LA EXPOSICIÓN
El fotógrafo Jordi Cuxart utiliza el negro en sus últimas obras para explorar sus posibilidades narrativas sobre la luz y el movimiento. La serie que expone en Caracol es la culminación de una búsqueda que, por concretar, se podría fechar en el año 2000. Aunque el desnudo ha sido un tema recurrente en su trabajo, fue por entonces cuando empezó a exponerlo en formatos cuadrados con fondo negro. Entonces los modelos eran blancos. El culmen de este camino llegó cuando encontró una modelo negra. El efecto de absorción de la luz le permitía desarrollar toda su investigación sobre las bajas luces, los efectos sutiles, los matices apenas insinuados. El blanco roto no figura en su catálogo.
Las sugerentes fotos de esta exposición se pueden ver como una secuencia, aunque su independencia es total. Son imágenes que no tratan tanto del cuerpo como del efecto de la luz sobre la piel, sobre un relieve, sobre una curva, a veces difícil de identificar. El resultado tiene mucho de efecto pictórico y hace pensar en el planteamiento que de entrada se harían pintores como Rembrandt a la hora de distribuir las luces y las sombras.

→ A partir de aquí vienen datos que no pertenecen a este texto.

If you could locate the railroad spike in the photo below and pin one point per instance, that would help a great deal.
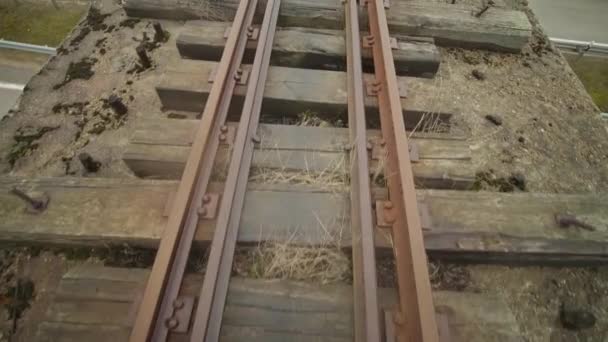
(171, 323)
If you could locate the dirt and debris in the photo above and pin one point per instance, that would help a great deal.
(495, 119)
(82, 69)
(25, 141)
(89, 164)
(17, 299)
(479, 75)
(547, 139)
(489, 180)
(129, 22)
(94, 21)
(575, 318)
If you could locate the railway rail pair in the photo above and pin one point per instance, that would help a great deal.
(163, 311)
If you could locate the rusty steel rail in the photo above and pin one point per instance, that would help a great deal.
(212, 297)
(414, 318)
(366, 309)
(156, 313)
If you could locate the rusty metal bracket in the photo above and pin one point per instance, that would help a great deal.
(208, 209)
(35, 202)
(425, 216)
(394, 43)
(372, 87)
(168, 204)
(389, 326)
(384, 214)
(414, 151)
(227, 135)
(252, 33)
(442, 315)
(378, 151)
(179, 321)
(241, 76)
(367, 41)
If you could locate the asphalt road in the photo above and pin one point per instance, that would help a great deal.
(12, 80)
(585, 20)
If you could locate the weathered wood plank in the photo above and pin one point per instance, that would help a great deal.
(159, 149)
(291, 91)
(307, 48)
(70, 332)
(477, 226)
(450, 24)
(279, 310)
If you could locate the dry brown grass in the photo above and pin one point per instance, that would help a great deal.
(333, 178)
(214, 10)
(272, 260)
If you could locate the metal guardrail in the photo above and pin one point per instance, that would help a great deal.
(7, 44)
(579, 46)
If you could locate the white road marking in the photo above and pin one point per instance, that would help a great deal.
(12, 86)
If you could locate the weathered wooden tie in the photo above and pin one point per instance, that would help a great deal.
(292, 91)
(450, 24)
(159, 148)
(95, 303)
(476, 226)
(309, 48)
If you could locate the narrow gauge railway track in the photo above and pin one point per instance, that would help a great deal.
(163, 311)
(414, 317)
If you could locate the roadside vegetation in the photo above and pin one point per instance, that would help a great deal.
(37, 23)
(593, 72)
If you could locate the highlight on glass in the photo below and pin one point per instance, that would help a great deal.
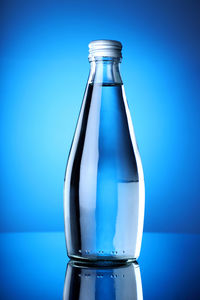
(104, 182)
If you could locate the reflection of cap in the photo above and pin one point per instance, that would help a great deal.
(107, 48)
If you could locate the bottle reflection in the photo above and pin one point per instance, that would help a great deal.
(108, 283)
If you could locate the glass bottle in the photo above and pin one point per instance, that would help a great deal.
(96, 283)
(104, 183)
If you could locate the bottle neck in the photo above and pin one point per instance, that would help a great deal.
(105, 70)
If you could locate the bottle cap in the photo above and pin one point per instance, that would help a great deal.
(109, 48)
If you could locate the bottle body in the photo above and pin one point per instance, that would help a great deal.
(104, 183)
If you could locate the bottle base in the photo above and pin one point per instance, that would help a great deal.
(102, 261)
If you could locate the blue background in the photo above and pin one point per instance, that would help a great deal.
(44, 69)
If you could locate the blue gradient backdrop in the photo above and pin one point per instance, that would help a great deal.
(44, 70)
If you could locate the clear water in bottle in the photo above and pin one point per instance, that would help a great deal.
(104, 184)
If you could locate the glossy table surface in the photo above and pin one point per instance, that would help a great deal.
(33, 266)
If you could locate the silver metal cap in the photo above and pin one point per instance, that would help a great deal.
(109, 48)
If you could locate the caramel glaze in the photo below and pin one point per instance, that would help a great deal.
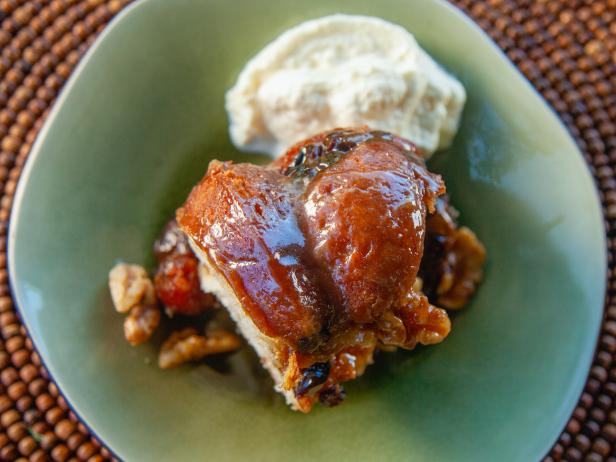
(322, 247)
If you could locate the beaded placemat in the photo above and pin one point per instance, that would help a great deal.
(566, 48)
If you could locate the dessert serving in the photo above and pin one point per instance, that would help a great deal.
(344, 245)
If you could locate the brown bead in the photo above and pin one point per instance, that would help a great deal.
(602, 447)
(5, 403)
(590, 428)
(37, 386)
(64, 429)
(31, 416)
(582, 442)
(54, 415)
(9, 417)
(60, 453)
(38, 456)
(75, 440)
(8, 452)
(24, 403)
(40, 427)
(27, 445)
(610, 389)
(85, 451)
(48, 440)
(16, 431)
(16, 390)
(8, 376)
(594, 457)
(44, 402)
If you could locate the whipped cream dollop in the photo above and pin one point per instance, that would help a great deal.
(343, 71)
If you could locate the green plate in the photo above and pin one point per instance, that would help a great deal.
(137, 125)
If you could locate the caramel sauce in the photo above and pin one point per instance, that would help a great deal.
(322, 248)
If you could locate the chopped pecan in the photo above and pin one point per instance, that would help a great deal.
(187, 345)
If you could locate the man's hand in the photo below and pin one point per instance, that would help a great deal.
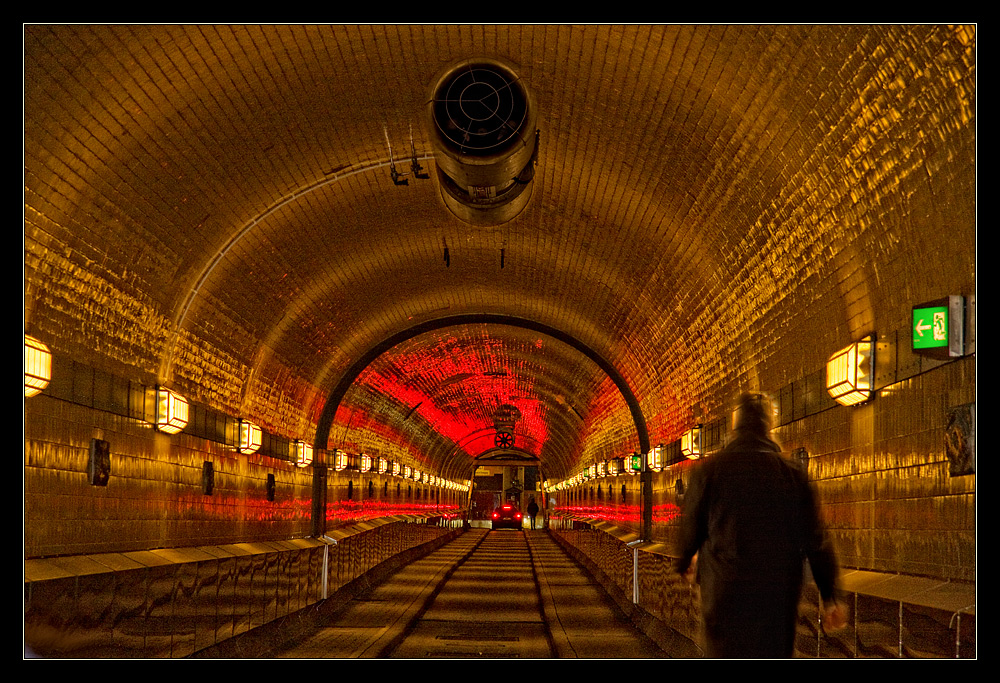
(834, 616)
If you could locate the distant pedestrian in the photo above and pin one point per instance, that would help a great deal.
(750, 519)
(532, 511)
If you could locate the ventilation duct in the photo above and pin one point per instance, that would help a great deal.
(484, 140)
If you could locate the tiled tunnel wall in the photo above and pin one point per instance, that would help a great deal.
(724, 232)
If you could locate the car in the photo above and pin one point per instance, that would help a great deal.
(507, 516)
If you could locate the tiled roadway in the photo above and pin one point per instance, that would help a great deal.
(502, 594)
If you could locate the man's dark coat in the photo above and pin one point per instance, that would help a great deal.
(751, 516)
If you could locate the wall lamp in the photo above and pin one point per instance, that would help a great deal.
(171, 411)
(849, 373)
(250, 438)
(37, 366)
(691, 443)
(302, 453)
(654, 459)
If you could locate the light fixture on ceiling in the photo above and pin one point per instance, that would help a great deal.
(849, 373)
(37, 366)
(691, 443)
(654, 459)
(301, 453)
(171, 411)
(251, 437)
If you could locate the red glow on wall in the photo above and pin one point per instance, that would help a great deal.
(457, 387)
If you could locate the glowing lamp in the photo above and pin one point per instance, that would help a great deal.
(849, 373)
(37, 366)
(302, 453)
(654, 459)
(691, 443)
(250, 438)
(171, 411)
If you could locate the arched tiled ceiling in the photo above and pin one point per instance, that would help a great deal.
(463, 382)
(211, 207)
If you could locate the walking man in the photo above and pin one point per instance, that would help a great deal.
(750, 520)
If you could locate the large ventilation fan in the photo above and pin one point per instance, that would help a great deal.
(484, 139)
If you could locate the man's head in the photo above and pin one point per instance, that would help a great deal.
(753, 414)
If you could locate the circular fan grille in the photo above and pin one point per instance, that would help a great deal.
(480, 109)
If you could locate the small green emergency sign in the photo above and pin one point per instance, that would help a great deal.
(930, 327)
(937, 327)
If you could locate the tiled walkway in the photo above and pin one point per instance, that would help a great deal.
(518, 595)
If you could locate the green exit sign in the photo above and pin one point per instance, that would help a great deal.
(938, 326)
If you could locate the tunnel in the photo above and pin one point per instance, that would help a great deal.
(250, 220)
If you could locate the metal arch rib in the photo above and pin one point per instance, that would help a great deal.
(352, 373)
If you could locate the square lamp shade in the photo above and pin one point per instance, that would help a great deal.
(250, 437)
(37, 366)
(691, 443)
(302, 453)
(171, 411)
(654, 460)
(849, 373)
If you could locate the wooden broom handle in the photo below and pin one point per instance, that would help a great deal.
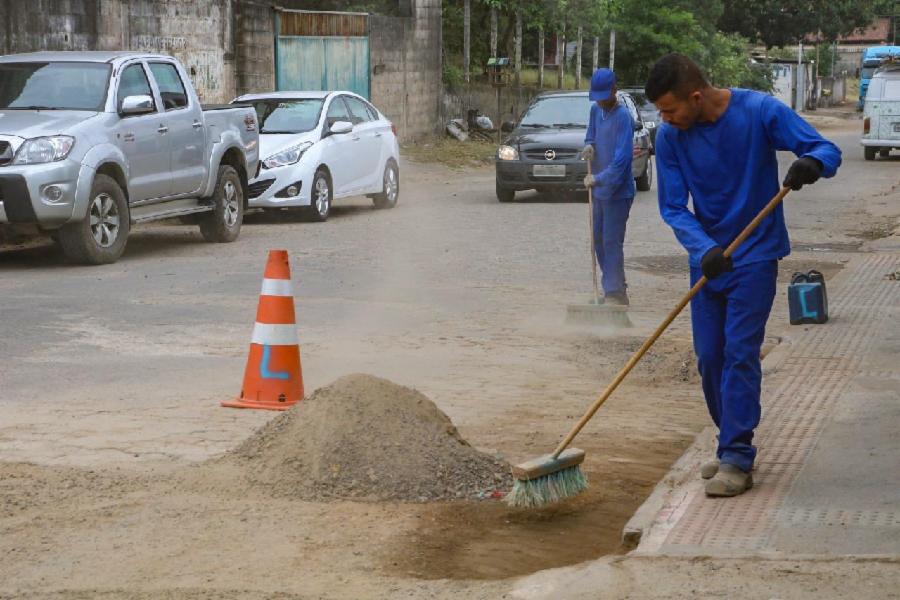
(774, 202)
(593, 241)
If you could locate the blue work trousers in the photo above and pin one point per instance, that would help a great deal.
(610, 217)
(728, 317)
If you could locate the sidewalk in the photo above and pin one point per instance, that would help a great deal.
(827, 478)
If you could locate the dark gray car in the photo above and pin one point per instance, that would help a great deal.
(542, 150)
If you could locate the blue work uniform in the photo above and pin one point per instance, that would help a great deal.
(611, 134)
(730, 171)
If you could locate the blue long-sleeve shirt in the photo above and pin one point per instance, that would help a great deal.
(730, 170)
(612, 135)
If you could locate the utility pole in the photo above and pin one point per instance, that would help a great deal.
(518, 47)
(612, 49)
(541, 57)
(578, 58)
(493, 32)
(467, 32)
(561, 59)
(612, 35)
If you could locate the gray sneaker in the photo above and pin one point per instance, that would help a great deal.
(709, 469)
(729, 481)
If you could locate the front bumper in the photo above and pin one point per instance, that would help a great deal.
(519, 175)
(22, 193)
(267, 190)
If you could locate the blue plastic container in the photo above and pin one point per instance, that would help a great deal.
(807, 299)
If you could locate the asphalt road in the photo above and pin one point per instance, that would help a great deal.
(435, 293)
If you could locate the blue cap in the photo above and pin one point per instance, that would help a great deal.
(602, 84)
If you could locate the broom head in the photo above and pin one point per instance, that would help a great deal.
(546, 479)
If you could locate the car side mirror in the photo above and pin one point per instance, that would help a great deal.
(136, 105)
(340, 127)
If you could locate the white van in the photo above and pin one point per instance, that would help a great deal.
(881, 113)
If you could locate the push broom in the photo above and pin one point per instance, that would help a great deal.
(557, 476)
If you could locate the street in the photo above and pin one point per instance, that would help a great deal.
(112, 378)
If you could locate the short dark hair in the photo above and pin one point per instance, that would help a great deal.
(674, 73)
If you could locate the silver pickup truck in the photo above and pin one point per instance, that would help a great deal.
(93, 142)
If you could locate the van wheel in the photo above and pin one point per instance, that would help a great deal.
(390, 190)
(223, 224)
(100, 238)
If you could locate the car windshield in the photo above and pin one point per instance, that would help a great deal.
(288, 116)
(559, 111)
(53, 86)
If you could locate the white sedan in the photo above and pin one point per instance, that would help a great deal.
(320, 146)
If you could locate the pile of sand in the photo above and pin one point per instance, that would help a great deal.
(367, 438)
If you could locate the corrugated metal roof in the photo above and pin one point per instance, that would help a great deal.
(325, 24)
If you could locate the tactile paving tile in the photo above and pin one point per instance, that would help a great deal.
(811, 379)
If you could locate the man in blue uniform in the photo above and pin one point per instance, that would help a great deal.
(608, 146)
(718, 148)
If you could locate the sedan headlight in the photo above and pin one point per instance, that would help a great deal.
(507, 153)
(44, 149)
(287, 157)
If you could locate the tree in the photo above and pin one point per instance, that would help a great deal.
(783, 23)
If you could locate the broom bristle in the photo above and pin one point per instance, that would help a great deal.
(547, 489)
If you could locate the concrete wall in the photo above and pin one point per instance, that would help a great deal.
(228, 45)
(406, 68)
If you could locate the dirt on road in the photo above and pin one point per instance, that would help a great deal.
(122, 477)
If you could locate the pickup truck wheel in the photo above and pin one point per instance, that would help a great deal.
(645, 180)
(100, 238)
(390, 191)
(223, 224)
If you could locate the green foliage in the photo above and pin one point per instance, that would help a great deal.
(727, 64)
(716, 33)
(647, 29)
(782, 23)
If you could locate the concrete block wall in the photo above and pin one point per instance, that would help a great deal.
(405, 57)
(254, 48)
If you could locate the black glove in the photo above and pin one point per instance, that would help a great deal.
(804, 171)
(714, 263)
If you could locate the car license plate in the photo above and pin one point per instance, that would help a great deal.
(549, 170)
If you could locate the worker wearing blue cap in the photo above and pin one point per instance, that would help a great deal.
(608, 147)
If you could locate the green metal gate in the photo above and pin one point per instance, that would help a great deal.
(322, 51)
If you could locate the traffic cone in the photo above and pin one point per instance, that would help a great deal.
(273, 379)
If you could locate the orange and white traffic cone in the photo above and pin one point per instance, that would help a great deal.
(273, 379)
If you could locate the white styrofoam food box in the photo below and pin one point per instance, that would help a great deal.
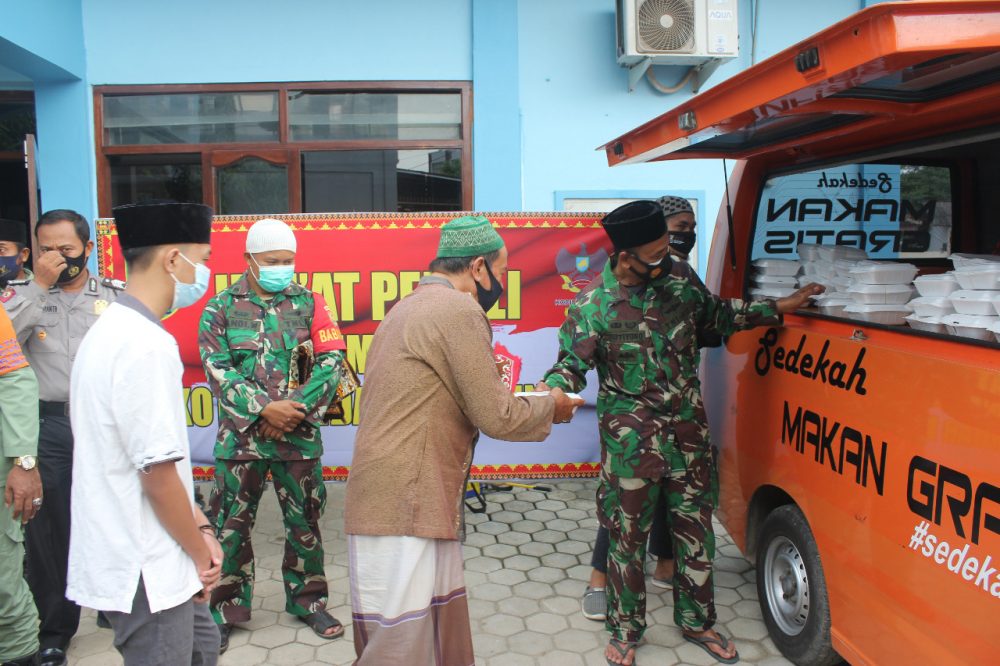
(972, 301)
(881, 293)
(888, 272)
(889, 315)
(970, 326)
(931, 306)
(979, 276)
(936, 285)
(929, 324)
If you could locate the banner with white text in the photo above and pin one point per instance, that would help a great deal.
(363, 264)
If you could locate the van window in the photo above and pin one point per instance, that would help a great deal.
(891, 211)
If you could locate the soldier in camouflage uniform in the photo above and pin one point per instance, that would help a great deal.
(639, 323)
(246, 337)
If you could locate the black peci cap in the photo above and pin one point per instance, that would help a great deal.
(635, 223)
(13, 231)
(142, 225)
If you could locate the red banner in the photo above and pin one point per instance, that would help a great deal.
(363, 264)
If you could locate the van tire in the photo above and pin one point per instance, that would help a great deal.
(791, 589)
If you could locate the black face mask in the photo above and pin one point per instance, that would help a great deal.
(488, 297)
(74, 266)
(682, 242)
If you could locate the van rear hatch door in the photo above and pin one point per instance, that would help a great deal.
(890, 73)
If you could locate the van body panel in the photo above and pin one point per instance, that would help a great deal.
(896, 451)
(854, 464)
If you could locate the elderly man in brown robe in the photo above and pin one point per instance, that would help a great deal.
(431, 385)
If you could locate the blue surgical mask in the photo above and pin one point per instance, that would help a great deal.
(274, 278)
(185, 293)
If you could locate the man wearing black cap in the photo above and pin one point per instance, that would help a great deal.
(639, 323)
(51, 314)
(140, 549)
(14, 251)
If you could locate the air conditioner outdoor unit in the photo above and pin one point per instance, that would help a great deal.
(676, 32)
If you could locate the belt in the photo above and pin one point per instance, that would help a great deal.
(47, 408)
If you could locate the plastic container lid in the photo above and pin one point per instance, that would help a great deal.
(776, 280)
(878, 307)
(881, 293)
(889, 272)
(777, 266)
(941, 284)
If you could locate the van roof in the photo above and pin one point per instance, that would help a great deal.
(890, 73)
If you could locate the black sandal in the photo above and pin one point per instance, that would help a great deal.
(704, 641)
(225, 629)
(320, 621)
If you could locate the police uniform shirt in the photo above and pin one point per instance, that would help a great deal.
(50, 325)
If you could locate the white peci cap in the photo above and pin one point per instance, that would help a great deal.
(270, 234)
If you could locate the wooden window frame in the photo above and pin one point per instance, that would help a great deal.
(292, 149)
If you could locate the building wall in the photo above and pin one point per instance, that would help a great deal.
(547, 91)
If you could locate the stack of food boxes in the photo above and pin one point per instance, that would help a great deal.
(963, 302)
(880, 290)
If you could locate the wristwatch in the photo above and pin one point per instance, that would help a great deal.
(27, 463)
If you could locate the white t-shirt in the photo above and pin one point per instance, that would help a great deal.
(127, 414)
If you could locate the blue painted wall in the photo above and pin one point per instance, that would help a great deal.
(574, 97)
(42, 41)
(199, 41)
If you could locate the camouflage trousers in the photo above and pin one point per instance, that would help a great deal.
(625, 507)
(239, 485)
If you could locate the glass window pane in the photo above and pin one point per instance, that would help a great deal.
(382, 180)
(252, 186)
(890, 211)
(190, 118)
(138, 178)
(321, 116)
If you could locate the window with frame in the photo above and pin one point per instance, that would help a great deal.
(287, 148)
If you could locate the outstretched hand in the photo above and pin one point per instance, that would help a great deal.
(799, 298)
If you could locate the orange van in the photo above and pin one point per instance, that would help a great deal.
(860, 443)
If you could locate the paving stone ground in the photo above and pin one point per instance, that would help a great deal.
(527, 561)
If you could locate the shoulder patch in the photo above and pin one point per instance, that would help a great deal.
(113, 283)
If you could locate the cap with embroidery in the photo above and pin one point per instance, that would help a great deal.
(672, 205)
(269, 234)
(468, 236)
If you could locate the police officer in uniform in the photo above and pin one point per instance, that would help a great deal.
(51, 314)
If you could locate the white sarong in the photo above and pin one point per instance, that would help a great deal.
(409, 602)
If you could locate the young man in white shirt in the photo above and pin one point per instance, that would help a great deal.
(140, 549)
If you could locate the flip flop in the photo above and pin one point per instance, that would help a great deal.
(704, 641)
(622, 648)
(595, 603)
(320, 621)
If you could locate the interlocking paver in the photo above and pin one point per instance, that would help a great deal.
(527, 563)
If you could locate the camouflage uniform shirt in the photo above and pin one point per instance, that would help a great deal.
(643, 343)
(246, 344)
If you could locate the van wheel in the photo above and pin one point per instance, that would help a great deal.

En estas imágenes el cuerpo se objetiva. De hecho nunca se ve completo. A la modelo apenas se la ve el rostro de frente y si esto ocurre, siempre parcialmente, tiene los ojos cerrados. (Detalle significativo que informa de las intenciones del fotógrafo).
Vemos sus manos dibujando un gesto. El resto es negro. Está en suspenso. La luz existe solo para esas manos, para ese momento de las manos. El resto no existe. Ese momento iluminado, en baja intensidad, puede estar en una esquina del 'lienzo' o separarlo en dos, o cruzarlo como un rayo. Eso sí, sutil.